Bitcoin maintained stable after US revealed 245% tariffs on China

Bitcoin rose past $84,000 on Wednesday as the US-China trade battle escalated.

After its weekend retaliation, the US imposed a 245% tax on Chinese goods.

The global trade war has caused China to sell many of its confiscated cryptocurrency owing to an economic downturn.

Despite China selling off some of its stolen cryptocurrency, Bitcoin (BTC) was scarcely affected on Wednesday. After its weekend retaliation, the White House warned China that its exports to the US might face 245% penalties.

Bitcoin retains $84,000 amid US-China tariffs.
Bitcoin held $84,000 on Wednesday despite increased financial market volatility due to US-China trade war concerns.

China faces up to 245% duties, including 125% reciprocal tariffs, a 20% fentanyl levy, and Section 301 tariffs on particular items between 7.5% and 100%, according to the US administration. China retaliated by raising its tax on US imports to 125% over the weekend.

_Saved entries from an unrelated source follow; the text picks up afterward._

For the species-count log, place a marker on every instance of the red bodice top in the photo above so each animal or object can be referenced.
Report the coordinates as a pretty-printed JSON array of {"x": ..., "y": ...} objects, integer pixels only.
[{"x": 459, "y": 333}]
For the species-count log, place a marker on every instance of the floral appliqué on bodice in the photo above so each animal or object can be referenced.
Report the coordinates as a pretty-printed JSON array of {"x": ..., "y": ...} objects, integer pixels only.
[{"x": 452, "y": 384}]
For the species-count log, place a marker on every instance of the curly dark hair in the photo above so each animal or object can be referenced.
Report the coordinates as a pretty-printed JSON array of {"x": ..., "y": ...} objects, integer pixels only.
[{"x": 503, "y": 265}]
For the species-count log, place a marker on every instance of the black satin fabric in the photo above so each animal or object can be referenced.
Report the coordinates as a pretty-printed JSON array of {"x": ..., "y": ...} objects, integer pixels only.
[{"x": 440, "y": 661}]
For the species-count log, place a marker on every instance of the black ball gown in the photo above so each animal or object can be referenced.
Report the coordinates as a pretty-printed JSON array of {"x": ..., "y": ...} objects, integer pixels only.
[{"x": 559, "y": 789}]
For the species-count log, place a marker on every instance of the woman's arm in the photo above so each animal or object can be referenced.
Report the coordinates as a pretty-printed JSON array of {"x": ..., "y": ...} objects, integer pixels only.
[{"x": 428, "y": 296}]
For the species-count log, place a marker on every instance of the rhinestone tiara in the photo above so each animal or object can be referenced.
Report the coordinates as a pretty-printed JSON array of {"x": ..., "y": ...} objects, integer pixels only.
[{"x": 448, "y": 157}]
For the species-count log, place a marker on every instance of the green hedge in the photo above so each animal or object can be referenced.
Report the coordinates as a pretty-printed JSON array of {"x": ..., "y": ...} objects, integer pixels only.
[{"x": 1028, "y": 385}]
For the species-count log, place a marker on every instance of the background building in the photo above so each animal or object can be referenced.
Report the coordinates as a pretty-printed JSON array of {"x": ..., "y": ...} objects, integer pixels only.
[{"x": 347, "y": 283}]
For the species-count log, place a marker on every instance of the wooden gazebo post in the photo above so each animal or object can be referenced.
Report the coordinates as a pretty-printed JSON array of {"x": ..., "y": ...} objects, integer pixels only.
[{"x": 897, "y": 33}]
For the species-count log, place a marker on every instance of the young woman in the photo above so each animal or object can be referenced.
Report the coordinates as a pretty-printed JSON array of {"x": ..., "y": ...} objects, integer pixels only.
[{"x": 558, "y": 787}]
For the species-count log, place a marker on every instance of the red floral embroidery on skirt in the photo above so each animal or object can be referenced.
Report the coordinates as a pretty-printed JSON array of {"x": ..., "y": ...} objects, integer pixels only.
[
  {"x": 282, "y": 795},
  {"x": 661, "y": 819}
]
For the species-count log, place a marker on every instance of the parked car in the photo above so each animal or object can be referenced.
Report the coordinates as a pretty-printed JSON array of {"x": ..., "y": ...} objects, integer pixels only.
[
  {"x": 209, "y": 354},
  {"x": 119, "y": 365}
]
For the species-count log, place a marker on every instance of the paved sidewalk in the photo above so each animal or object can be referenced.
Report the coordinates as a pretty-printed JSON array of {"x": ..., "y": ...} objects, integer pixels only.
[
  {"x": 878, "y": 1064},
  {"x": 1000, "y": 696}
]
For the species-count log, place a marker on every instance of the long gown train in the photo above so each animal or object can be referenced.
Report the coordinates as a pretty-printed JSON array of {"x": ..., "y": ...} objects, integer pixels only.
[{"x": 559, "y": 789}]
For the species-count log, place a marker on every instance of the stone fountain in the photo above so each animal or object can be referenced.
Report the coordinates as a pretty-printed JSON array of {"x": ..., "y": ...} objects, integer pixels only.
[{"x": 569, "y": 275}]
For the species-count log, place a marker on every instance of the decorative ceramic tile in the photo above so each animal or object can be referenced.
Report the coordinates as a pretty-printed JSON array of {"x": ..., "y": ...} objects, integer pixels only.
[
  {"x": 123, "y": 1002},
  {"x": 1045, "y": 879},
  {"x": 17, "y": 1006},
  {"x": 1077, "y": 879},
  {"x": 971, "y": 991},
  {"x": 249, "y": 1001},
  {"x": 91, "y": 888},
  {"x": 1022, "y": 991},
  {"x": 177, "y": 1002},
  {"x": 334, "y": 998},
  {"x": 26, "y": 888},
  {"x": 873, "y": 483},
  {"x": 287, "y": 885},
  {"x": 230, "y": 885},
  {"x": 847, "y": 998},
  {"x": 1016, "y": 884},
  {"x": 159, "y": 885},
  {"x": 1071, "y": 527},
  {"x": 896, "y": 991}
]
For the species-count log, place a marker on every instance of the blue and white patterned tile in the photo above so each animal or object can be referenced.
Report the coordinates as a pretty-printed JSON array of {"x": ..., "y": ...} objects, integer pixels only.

The S&P 500 and Nasdaq-100 fell 2.24% and 3.04% after the announcement. Bitcoin's news resiliency suggests a separation from stocks.

Messari analyst Dylan Bane told FXStreet that long-term tariffs might decouple Bitcoin from equities.

"Continued tariffs could catalyze structural economic change, leading to a decoupling of Bitcoin from traditional assets as it gains recognition as an independent store of value," he said.

He stressed that tariffs hinder global commerce and damage the US Dollar's international reserve position. Thus, prolonged economic downturns might turn Bitcoin into a long-term store of wealth.

"The broader economic uncertainty and institutional distrust that come with such a shift could also drive greater interest in crypto more broadly as a financial infrastructure not reliant on any single government or monetary authority," he said.

Reuters stated that China sold its confiscated crypto assets after an economic downturn.